The proposed second tax package seeks to remove the 5 percent gross income earned to PEZA locators, which can be enjoyed on a perpetual basis; rationalize the income tax holiday; and render PEZA Board inutile with the creation of an FIRB that will decide on incentives to be granted to locators.
Already, some PEZA locators with plans to expand their operations in the country have already raised the possibility of “pulling out” instead. “Some have even been given signals or authority by their principal offices to start considering of looking at possible countries to transfer their operations if the current bill is passed into law,” said Plaza.
To arrest this plummeting investments trend, Plaza appealed to the government particularly the Department of Finance, the Lower House and Senate to address this apprehension immediately because the impression really is that “there is no stability of laws and policies in the Philippines.”
“They (investors) are happy with the PEZA but why are they changing the rules of the game. The performance of PEZA has proven that our incentives are working,” she said.
Instead of removing the PEZA incentives and emasculate the agency’s tax-granting powers, Plaza said the government should even enhance the agency’s incentives program rather than remove them stressing, “We believe we can never be developed, progressive and industrialized if we do not bring investments,” she said.
According to Plaza, just one word from any of the PEZA locators to the world saying that they are frustrated and dissatisfied by the Philippines and the incentives are no longer competitive will create a big negative implication to foreign investors worldwide. Worse, the trend nowadays among governments is to create economic zones where they provide juicy incentives packages to attract investors.
PEZA will be sending their position paper to the Senators and Congress. Various industry associations are also sending their manifestations of support to PEZA expressing their satisfaction of the PEZA incentives and the agency’s performance.
Plaza further cited that the number one reason for their investors in choosing the Philippines is the incentive packages that are being granted to them. Qualified labor pool is only second.

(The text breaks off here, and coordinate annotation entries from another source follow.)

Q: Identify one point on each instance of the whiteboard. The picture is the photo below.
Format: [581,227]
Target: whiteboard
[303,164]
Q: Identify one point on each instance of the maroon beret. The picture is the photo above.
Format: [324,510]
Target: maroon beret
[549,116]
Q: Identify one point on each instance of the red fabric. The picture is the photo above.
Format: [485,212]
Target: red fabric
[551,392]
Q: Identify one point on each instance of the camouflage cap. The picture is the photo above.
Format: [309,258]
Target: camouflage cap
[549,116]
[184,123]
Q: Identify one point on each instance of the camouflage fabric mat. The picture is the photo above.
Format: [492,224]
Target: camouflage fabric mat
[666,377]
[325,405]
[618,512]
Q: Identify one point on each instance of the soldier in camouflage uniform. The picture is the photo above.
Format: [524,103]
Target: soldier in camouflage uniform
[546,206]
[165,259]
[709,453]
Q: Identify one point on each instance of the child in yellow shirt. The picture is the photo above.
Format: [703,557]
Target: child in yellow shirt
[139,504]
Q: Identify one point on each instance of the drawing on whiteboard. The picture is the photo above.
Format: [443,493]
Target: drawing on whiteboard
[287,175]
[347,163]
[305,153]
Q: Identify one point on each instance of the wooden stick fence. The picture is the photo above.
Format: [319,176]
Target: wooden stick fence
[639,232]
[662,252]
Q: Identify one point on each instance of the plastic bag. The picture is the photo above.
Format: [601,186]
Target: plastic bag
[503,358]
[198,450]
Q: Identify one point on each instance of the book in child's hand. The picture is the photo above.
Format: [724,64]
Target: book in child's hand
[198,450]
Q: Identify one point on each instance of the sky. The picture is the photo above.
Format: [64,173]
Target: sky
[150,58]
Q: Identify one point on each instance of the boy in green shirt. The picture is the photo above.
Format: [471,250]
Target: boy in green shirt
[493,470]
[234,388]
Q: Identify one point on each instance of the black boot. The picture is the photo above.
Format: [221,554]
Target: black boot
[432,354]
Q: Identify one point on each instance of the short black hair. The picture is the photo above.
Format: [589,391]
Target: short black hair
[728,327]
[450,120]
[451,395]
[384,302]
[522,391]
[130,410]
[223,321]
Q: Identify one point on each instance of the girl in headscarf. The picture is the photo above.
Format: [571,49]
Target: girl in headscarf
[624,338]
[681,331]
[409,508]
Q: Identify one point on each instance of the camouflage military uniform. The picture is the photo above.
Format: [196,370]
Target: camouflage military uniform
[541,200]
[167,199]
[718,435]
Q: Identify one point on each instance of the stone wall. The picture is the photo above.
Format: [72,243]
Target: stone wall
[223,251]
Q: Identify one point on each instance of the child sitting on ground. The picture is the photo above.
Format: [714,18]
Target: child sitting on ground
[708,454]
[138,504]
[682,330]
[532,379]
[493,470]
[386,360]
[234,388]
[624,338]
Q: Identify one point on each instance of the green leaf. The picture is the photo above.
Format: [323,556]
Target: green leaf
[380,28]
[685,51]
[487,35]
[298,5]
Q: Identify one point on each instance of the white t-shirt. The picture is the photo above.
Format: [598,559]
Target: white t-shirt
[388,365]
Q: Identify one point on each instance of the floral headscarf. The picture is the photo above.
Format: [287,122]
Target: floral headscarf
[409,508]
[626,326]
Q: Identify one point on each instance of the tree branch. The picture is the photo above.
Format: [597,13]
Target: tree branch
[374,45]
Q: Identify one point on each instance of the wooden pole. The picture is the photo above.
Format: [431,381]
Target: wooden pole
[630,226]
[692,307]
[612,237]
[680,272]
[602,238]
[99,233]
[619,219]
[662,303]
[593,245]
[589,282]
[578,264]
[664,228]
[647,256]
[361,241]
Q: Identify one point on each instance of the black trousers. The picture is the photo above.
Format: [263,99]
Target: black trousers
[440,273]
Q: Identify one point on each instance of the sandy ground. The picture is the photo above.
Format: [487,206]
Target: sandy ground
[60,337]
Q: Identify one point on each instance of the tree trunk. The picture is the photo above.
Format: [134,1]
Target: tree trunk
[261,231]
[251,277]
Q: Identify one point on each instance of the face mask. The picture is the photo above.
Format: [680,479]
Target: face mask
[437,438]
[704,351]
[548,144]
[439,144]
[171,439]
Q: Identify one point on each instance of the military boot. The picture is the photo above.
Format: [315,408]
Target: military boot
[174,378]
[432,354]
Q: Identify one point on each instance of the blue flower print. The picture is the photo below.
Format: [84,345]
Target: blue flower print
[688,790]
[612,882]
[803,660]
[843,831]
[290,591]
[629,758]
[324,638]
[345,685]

The incentive package is key to attracting foreign investors and would make up for all the disadvantages of the country such as lack of infrastructure and high cost of power.
Despite the huge decline in investments in the first half of the year, PEZA still managed to increase its direct employment to 1,394,873 or 3.5 percent higher than 1,347,662 in the same period last year. But direct and indirect employment of PEZA could reach 7,089,160 given the 5 times multiplier effect of every job created, especially in the electronics sector.
Exports also went up by 5.27 percent in the January-May period this year to $21.809 billion from $20.716 billion in the same period last year. PEZA accounts for 80 percent of the country’s services exports and over 64 percent of merchandize.